Remember if you want to edit this image again later, hit the 'Save' button to save it as an SVG. The SVG will preserve all your layer information, while the PNG file is the visual representation (the PNG is in fact a raster graphic). Most browsers can handle SVG files, so you could use that in your website; programs like Word seem to be able to handle raster graphics better than they do SVG. You might want to experiment. In any event, every journal has different requirements for image formats.
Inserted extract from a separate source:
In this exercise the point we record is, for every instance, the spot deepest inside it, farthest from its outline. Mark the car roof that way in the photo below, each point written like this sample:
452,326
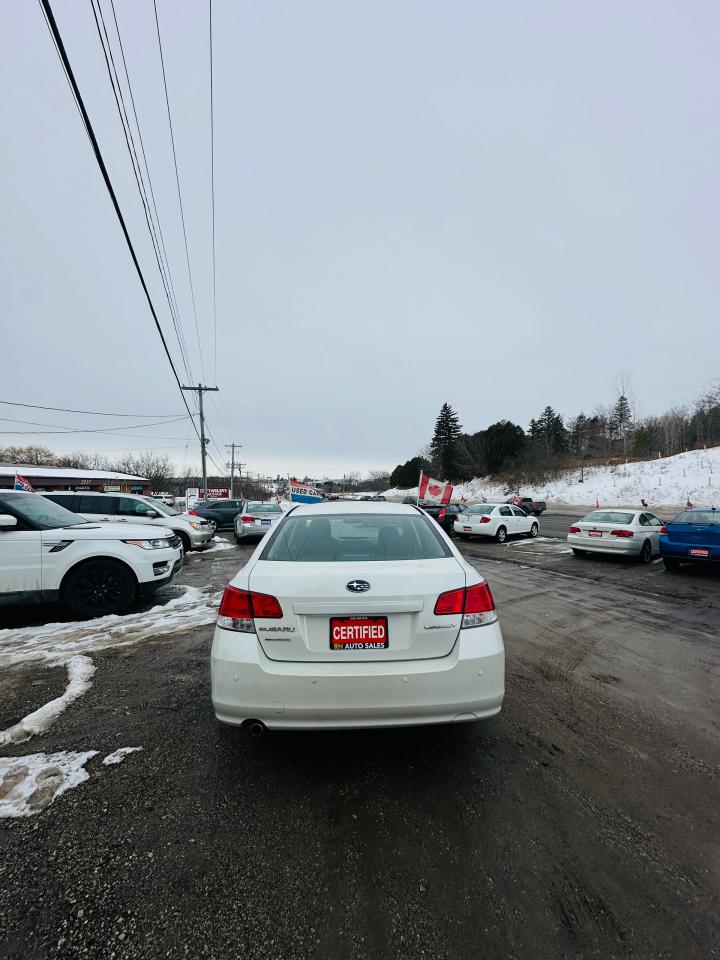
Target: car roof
354,506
You would export your image to whatever those specifications are.

Going further

In infoheap's tutorial on inkscape, you will learn how to load a custom colour palette. Why might you want to do that? You should be designing your work so that it is as universally accessible as possible. Many folks are colour-blind.

  • Use Color Brewer to generate a colour-blind safe palette.
  • Then look for the 'GIMP and Inkscape — GIMP color palette for this scheme.'
  • Click on that link, and you'll get a text file with the scheme you generated.
  • Use that scheme to alter the colours on your plot.